Published Mar 11, 2006
whatmaters
3 Posts
I was needing some advice on what would be the best way to assess for a pericardial friction rub. I have heard of two ways in class. just looking for other opinions.
EricJRN, MSN, RN
1 Article; 6,683 Posts
eMedicine says to use the diaphragm of the stethoscope and listen at the left lower sternal border. It says that serial exams may be needed to detect it. It's a scratching or grating sound, usually triphasic.
papawjohn
435 Posts
Hey!!!
Well, you have to face the simple fact that not too many Pt's will accomodate you by having Pericardial Friction Rubs. Infact, very very few.
So start by thinking of what kind of Pt is likely to have pericarditis and listen carefully to them. (You've heard the joke about the guy searching the sidewalk carefully one night under a street light. Passer-by says--'lose something?' Guy replies--'Yeah, dropped my car keys.' The two of them search around for a while. Finally passer-by asks--'Did you lose them here?' Guy says--'No, dropped them down the block but the light is better here.)
Seriously, if you think about who's likely to have a nice rub--you'll probably decide two groups of Pts are candidates. First is post-op heart surgeries, CABGs and the like. They tend to have a temporary pericarditis that leads to a set of symptoms called Dresslers Syndrome. They get a fever, develop a rub and go into atrial fib. So if you're post op CABG Pt starts having a mildly elevated fever, THEN you start listening for a rub. And when you call the surgeon and say--'his temp is 100.9 and I heard a soft rub'--he's gonna think you're just a heckofa nurse (altho he won't tell you so) and order a course of steroids.
The other Pt population is Dialysis Pts. They are likely to have chronic pericarditis. A rub would not be such a surprise in one of them--but if they have a rub when you do your initial assessment and then later on they start getting sicker and their BP is down and their Heart Rate is up and you re-assess and DO NOT hear the rub--THAT is when you make the call. Because the chronic pericarditis has developed into a pericardial effusion.
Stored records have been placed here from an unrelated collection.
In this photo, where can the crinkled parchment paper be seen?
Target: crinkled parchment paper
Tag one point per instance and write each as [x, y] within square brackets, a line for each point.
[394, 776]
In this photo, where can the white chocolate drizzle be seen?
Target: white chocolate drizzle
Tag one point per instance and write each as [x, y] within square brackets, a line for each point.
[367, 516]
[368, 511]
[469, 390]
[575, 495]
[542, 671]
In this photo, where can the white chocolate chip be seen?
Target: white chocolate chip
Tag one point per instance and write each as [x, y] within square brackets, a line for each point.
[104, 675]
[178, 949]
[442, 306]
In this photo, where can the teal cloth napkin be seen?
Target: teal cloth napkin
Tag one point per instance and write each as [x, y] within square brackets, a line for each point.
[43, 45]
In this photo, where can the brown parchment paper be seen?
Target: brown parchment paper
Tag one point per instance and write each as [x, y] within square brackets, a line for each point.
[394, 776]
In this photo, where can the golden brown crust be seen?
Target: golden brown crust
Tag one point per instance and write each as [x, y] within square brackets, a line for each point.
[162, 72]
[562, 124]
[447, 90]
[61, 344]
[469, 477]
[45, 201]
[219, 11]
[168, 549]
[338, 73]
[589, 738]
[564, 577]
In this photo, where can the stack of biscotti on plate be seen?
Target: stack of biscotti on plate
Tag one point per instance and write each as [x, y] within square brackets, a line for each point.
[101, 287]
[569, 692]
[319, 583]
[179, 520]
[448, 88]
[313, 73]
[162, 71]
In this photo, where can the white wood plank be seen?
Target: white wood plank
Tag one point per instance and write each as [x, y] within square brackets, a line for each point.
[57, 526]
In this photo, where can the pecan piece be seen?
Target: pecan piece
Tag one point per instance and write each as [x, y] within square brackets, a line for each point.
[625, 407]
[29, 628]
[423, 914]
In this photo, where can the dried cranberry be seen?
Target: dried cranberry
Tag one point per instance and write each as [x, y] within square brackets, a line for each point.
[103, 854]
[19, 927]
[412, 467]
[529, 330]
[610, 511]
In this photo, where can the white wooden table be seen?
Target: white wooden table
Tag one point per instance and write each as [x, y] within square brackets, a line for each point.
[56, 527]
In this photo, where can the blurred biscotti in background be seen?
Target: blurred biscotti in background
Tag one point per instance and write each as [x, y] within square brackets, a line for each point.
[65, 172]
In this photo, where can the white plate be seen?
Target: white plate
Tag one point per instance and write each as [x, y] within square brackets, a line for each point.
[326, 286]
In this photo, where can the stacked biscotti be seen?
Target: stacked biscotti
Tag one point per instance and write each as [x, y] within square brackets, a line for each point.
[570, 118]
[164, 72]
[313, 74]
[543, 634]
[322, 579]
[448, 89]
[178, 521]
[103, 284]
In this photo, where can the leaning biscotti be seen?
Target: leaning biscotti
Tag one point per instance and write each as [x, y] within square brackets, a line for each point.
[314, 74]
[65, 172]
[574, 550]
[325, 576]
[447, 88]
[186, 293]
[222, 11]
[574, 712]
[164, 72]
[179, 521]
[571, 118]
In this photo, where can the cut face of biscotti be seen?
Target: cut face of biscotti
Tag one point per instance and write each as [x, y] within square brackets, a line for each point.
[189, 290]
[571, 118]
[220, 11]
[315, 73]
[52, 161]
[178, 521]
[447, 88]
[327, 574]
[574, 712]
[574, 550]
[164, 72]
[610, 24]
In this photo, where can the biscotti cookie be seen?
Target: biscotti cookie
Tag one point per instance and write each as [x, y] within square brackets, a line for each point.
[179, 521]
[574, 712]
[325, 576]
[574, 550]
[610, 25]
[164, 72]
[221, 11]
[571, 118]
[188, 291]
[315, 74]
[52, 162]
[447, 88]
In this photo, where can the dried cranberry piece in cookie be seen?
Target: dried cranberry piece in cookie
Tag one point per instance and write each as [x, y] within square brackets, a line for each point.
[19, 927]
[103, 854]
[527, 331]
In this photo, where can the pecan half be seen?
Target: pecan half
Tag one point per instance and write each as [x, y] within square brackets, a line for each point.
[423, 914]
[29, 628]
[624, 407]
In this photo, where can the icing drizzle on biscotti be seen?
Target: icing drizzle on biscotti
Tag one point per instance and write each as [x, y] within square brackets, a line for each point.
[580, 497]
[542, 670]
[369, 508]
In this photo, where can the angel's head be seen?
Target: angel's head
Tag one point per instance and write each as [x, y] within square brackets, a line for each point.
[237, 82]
See--it's where you look and what you expect to find that is the cool thing about this job.
Papaw John
VickyRN, MSN, DNP, RN
49 Articles; 5,349 Posts
Excellent posts, especially from papawjohn. I agree - generally a very rare condition, but we do encounter a transient type of pericardial friction rub quite frequently on our cardiac surgery stepdown unit clinical site. The "rub" is caused by the chest tubes interacting with the pericardium or lung pleura (some patients have several), and disappears within a half hour after the chest tubes are DC'd.
From my teaching notes:
Rubs: These are uncommon sounds caused by the beating of the heart against an inflamed pericardium or lung pleura; continuous creaky-scratchy noise as they rub together. Rubs are heard best sitting and leaning forward, using the diaphragm of the stethoscope. They can be accentuated by listening when the patient sits up, leans forward and exhales, bringing the two layers in closer communication. If the rub completely disappears when the patient holds his breath it is due to pleural, not pericardial, origin.